Все-таки она сказала «нам». Но Трескин этого не заметил.

— Понимаешь, будут нас стравливать — тебе про меня скажут, а мне про тебя… разное. Разные гадости. Будут нас ссорить. И ты… ничему не должна верить. Только мне, понимаешь? Только мне.

— Понимаю.

— А если понимаешь, скажи тогда просто, что будешь всегда со мной. Скажи, я с тобой, Трескин, сейчас и всегда! — Он приподнялся, положил руку на ее укрытое простыней бедро, словно это была Библия, а другую поднял ладонью вверх на манер протестантской присяги, которую видел в американском кино. — Поклянись так!

— Дай мне время, — отвечала она серьезно, без скидки на дурашливую форму, в которую Трескин облекал свои чувства.

Тихая ее твердость удивила Трескина. Почему-то он не предвидел сопротивления после того, как поступился гордостью сам. Он долго молчал, а затем сказал, не сумев скрыть обиды:

— Пообещай тогда, хоть для смеха, что никуда не выйдешь из номера, покуда я не вернусь. До моего возвращения. Это не трудно?

— Не трудно. — Она улыбнулась.

Трескин поднялся, чтобы одеться.

— Загляну в контору — что у них там, в самом деле. Может, и вправду придется милицию вызывать, если еще не вызвали. Чепуха какая-то. Галлюцинации. Загляну и вернусь. Я скоро.
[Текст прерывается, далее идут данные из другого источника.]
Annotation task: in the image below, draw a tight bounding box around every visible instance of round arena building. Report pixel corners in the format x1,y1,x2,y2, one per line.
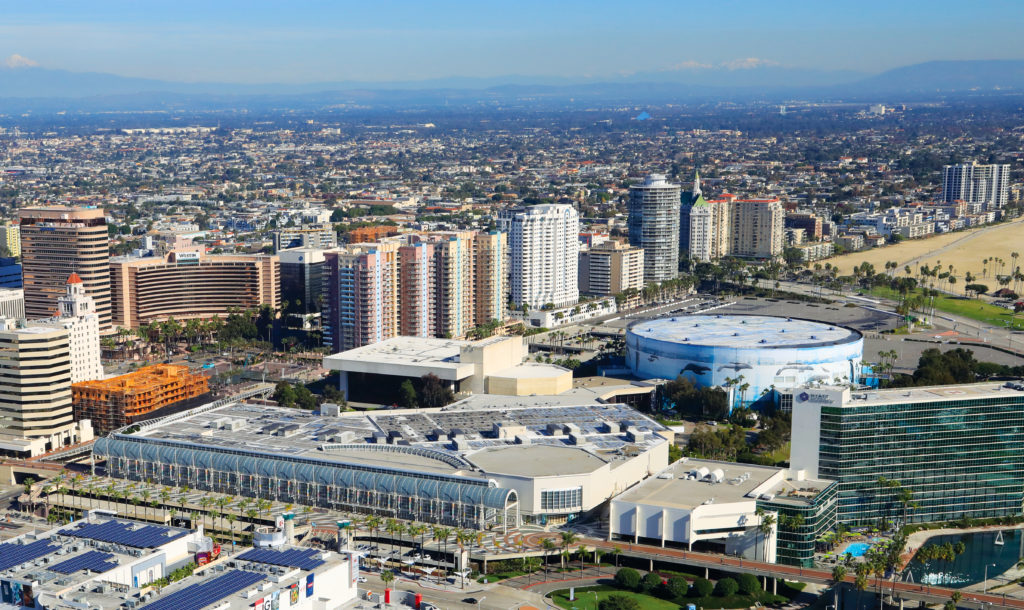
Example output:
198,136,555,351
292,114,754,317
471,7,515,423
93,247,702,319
626,314,864,403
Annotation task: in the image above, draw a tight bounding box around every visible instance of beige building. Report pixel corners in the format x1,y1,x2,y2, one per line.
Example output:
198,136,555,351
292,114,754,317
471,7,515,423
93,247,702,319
729,199,785,259
473,231,509,324
18,207,111,333
324,337,572,399
0,224,22,256
110,251,281,328
580,241,644,296
427,231,474,337
0,319,92,458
Когда Трескин вышел, Люда разрыдалась. Не было у нее причин — плакать, но осталась одна — развезло. Разыскала трусики, оказавшиеся на полу, надела майку и вот, взявшись уже за брюки, светлые и короткие, выше щиколотки, разрыдалась — опустилась на кровать и заплакала, разложив брюки на коленях. Слезы текли… Но нет, это не была обида. Нельзя сказать, чтобы Люда позволила себе увлечься обидой. Тем более не могло это быть и разочарование — разочарование поздно приходит, много позже, чем слезы. Вряд ли это было вообще определенное чувство. Слезы текли сами собой — оттого, что поджалась губа, напряжение сошлось к переносице, в глазах защипало, и навернулись слезы; а когда вздохнула, протяжно и судорожно, тогда — разрыдалась. Испытывала она потребность плакать, и это была единственная причина, которая понуждала ее плакать, слезы катились, доставляя сладостную боль.

Она утиралась запястьем и наново бралась одеваться: просунув ногу в штанину, начинала вздыхать, мелко заглатывая ртом воздух, опускались веки, и вынуждена была она останавливаться, чтобы переждать жгучую волну в груди.

Так, с остановками, он натянула брюки, поправила постель и взялась за грязную посуду, оставленную на столе с вечера. Гостиница угнетала ее. Угнетали два одинаковых набора полотенец. Угнетали пустые ящики письменного стола, пустая тумбочка и пустые шкафы, годные на что угодно и ничего в себе не содержащие. Угнетали не задернутые на окне шторы. Задернутые угнетали тоже. Угнетала железнодорожная теснота проходов и полная невозможность покинуть помещение, как невозможно оставить на ходу поезд. Грязную посуду она сложила в рукомойник и поискала веник, чтобы замести на полу крошки. Веника не было, хотя имелись щетки, сапожная и платяная. И это тоже было, как в поезде: особая беспомощность пассажира, который пользуется лишь строго предписанными удобствами и возможностями — не более того; особая несвобода пассажира, который не замечает своего временного заключения лишь потому, что добровольно на него пошел.

Не закрывая дверь в туалет, Люда принялась за посуду и снова должна была останавливаться — над недомытой тарелкой; глаза мокрыми руками она не трогала, только наклонялась, позволяя слезам капать прямо в раковину.